I don’t mind surprises. In fact, when presented in small box form (i.e. diamond ring), I’m speechless. But then again, I’ve no experience with that kind of show-stopping “husbandry.”
I am equally taken by the presentation of a ready-made meal by hands other than my own. Sadly, that too is a long shot.
Given my Irish/Scottish ancestry, I am inherently bossy. And when it comes to my home renovations, I hog the reins. So you can imagine my reaction to unplanned “Mr. Fix-It” projects done without a work order from me.
I found out about the first of “Pete’s big ideas” by telephone, while lounging in my hotel room in Winnipeg, 373 km from “Project Central.” He’d just laid 200 sq. ft. of ceramic tile in the living room portion of our bedroom.
The shock hatched snakes in my hair and, had I been home, I’d have surely turned Pete to stone. (I expect he knew that when he decided to inform me long distance.)
Lucky for him, I had four hours of driving time to reach home turf. It gave me time to get rid of my Medusa Complex and consider the benefits of letting him loose in the bedroom.

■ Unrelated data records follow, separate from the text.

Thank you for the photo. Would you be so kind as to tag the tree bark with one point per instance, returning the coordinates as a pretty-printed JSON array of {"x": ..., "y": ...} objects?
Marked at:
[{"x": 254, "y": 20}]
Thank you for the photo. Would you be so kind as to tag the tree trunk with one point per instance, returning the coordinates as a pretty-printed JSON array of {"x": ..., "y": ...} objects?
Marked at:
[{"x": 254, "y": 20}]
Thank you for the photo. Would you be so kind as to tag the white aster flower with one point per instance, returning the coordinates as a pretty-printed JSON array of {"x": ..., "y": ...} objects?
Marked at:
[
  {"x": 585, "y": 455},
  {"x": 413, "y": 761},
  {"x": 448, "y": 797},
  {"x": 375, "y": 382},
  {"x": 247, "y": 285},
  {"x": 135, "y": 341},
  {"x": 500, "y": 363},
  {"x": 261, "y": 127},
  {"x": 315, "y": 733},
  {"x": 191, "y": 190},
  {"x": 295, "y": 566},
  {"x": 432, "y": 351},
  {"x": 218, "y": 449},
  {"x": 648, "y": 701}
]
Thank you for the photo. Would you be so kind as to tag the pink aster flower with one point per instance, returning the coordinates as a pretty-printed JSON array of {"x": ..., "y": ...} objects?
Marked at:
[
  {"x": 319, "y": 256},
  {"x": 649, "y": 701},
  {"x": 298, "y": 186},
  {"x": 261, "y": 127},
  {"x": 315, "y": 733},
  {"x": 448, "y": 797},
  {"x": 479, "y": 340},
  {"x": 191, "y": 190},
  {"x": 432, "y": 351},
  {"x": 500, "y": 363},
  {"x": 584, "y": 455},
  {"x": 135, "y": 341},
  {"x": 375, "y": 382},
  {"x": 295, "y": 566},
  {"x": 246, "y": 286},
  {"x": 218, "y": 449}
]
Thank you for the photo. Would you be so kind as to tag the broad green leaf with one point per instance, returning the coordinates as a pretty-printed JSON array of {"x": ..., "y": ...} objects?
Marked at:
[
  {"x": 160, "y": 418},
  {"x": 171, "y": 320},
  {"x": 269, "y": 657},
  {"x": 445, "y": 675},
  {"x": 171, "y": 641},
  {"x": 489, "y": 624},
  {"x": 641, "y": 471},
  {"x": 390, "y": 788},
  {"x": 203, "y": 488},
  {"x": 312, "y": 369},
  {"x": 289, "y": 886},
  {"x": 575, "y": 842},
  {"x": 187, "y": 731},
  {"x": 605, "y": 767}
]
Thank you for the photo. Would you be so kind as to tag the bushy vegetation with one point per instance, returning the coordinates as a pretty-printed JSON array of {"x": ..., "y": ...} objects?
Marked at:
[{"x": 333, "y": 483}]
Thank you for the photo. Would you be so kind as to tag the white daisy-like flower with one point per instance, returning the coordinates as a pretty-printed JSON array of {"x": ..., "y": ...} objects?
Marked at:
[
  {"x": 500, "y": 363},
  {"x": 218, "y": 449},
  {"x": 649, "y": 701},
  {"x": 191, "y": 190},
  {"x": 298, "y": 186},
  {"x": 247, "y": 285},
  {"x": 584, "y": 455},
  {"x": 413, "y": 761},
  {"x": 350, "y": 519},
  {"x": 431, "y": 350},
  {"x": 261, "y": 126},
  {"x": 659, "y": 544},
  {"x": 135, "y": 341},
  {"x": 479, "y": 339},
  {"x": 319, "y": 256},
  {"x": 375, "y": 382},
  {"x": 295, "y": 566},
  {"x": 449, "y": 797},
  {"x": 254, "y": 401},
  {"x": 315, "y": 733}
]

Upon my arrival, much to my bossy self did I discover, that Pete had made a great choice and a great job of it. The new floor looked stunning and inviting. (As did “Mr. Fix-It” decked in commercial knee pads.)
But like hot cakes, and using my subtle powers of “Home Queen” persuasion, I convinced Pete that the remaining 200 sq. ft. of bedroom floor also should be tiled.
And voila, before he knew it, I had a work order in and signed for the remaining ceramic tile installation in the bedroom, plus the kitchen and the “great room.”
Meanwhile, another of “Pete’s big ideas” in the bedroom will make a gymnast out of me yet.
I am vertically challenged at only 5 ft. 3 in. tall and reaching for items from the top shelf in the grocery store is tough enough. But as of Saturday night, getting into bed became the next chapter in my “larger than life” experiences with a creative husband such as Pete.
I have but 30 inches of length to my gams, which makes a 40 inch-high bed a bit of an obstacle.
Granted I gave the nod to this “Gi-normous” plan. My bedroom is huge and a really big bed just seemed the right thing to do. Besides the temperature is warmer up there.
But quite frankly I had no clue that size really, really does make a difference.
The first night I slept in it (after being vaulted in by “Mr. Fix-It”), I awoke around 1 a.m. to make a trip to the “loo” and was afraid to get out of bed for fear I wouldn’t be able to get back in by myself. (And too stupid to wake up the inventor of said project for help.)
About 5 a.m., I dismounted from my sleeping quarters by sliding off the side feet first, hoping all the while the floor was still where it was the night before. One solid “thunk” and I hit the ceramic tile with enough force to straighten out all the kinks in my spine, then made a bee line for the bathroom.
Next stop, the hardware store for a stepping stool.